E se “nascondessimo” l’anidride carbonica nel sottosuolo?
La semplice riduzione delle emissioni di gas serra non basta più, servono strategie diverse
Molti esperti ritengono, ormai, che la semplice riduzione nelle emissioni di gas serra non possa essere sufficiente per raggiungere gli obiettivi stabiliti dalla Conferenza delle Nazioni Unite sui cambiamenti climatici. Una delle possibili soluzioni potrebbe essere quella di sottrarre CO2 (uno dei più importanti gas serra) all’atmosfera semplicemente immagazzinandola nel sottosuolo. In tutto il mondo sono già in funzione una manciata di progetti di stoccaggio di CO2, con obiettivo di catturare e immagazzinare fino a 3 milioni di tonnellate di CO2 all’anno.
Il progetto di stoccaggio
I siti esistenti si trovano di solito in luoghi disabitati, come il deserto algerino o sotto il Mare del Nord norvegese, ma anche le catene montuose possono diventare buoni candidati ad ospitare depositi di biossido di carbonio. La Svizzera ha avviato un nuovo esperimento nel laboratorio internazionale di Monte Terri nel massiccio del Giura, all’interno di Elegancy project . Gli scienziati svizzeri, guidati dalla dottoressa capo Alba Zappone, formatasi al dipartimento di Scienze della Terra all’Università di Milano e oggi ricercatrice presso l’ETH-università di Zurigo, hanno iniziato a pompare CO2 disciolta in acqua in uno strato di argilla impermeabile, individuato nel profondo della montagna. Se lo strato individuato possa effettivamente fungere da serbatoio dipende dalla natura intima del substrato roccioso, la CO2 pompata nel terreno potrebbe, infatti, sfuggire non solo attraverso il pozzo di immissione ma anche attraverso le fratture esistenti nella roccia. I processi fisici e chimici che influenzano se e come la CO2 possa sfuggire attraverso tali fratture sono ancora poco conosciuti. Inoltre, non è chiaro quale influenza abbiano le iniezioni di CO2 sulle deformazioni delle rocce e sulle interazioni chimiche che possono inquinare la faglia o addirittura provocare terremoti. Per questi motivi la prima fase di otto mesi dell’esperimento coinvolgerà solo un piccolo volume di CO2 (circa 500 mg), gli scienziati controlleranno la stabilità della roccia e studieranno la relazione tra spostamento del taglio, pressione dei pori e percorsi del flusso. Una serie di sensori attivi e passivi monitoreranno i cambiamenti nelle velocità sismiche vicino al sito di iniezione e rileveranno eventuali micro terremoti.
Le opinioni
«Se un giorno volessimo immagazzinare CO2 in Svizzera, che è una regione densamente popolata, dobbiamo assicurarci che la CO2 non migri in superficie e possa contaminare, ad esempio, fonti di acqua potabile. Questa è davvero una delle maggiori sfide qui», ha spiegato il professor Cristophe Nussbaum, direttore del laboratorio.

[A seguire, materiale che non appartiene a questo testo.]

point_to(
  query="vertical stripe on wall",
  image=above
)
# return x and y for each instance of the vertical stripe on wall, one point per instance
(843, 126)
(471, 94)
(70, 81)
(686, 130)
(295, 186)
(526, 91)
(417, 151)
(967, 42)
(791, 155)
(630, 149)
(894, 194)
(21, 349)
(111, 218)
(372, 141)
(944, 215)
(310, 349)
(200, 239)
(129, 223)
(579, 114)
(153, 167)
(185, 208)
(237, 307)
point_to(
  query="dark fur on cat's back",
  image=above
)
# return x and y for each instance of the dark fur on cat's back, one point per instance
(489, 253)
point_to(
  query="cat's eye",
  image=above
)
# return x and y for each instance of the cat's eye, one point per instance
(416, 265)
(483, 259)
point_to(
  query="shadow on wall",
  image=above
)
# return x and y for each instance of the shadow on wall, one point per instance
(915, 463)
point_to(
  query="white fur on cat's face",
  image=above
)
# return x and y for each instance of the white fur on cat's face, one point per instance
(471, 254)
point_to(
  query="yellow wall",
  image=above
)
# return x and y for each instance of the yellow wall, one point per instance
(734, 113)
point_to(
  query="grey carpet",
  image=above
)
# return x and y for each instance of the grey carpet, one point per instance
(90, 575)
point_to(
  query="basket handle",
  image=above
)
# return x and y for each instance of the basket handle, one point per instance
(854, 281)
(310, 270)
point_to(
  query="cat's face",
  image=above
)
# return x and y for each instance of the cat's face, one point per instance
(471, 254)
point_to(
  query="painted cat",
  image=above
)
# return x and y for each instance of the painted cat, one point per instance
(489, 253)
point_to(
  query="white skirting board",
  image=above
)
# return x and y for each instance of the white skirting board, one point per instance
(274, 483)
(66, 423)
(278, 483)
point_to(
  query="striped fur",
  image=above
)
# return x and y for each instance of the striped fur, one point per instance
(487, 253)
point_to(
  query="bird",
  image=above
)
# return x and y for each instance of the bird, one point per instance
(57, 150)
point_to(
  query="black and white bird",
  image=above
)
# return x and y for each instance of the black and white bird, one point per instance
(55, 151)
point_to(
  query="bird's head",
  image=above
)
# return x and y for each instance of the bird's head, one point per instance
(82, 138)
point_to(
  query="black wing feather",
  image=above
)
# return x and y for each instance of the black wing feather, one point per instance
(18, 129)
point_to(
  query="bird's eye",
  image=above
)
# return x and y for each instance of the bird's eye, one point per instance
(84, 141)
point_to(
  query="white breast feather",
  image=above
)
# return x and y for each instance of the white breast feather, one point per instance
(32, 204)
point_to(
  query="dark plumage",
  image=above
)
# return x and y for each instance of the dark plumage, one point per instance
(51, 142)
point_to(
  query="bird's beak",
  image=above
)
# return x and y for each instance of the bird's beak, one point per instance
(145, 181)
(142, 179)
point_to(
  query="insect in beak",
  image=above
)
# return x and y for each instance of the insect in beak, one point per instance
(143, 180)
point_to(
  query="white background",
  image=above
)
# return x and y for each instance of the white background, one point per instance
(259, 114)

L’avvio dell’esperimento ha però suscitato le reazione negative delle organizzazioni ambientaliste come Greenpeace, preoccupate che la messa a punto di tali tecnologie possa trasformarsi in un “diritto ad inquinare” indiscriminato. «Ciò che ci preoccupa non è solo il fatto che queste tecnologie vengano sviluppate, ma vedere che nel frattempo non sono stati fatti gli sforzi necessari per limitare le emissioni di gas serra», ha detto Mathias Schlegel, portavoce di Greenpeace Svizzera.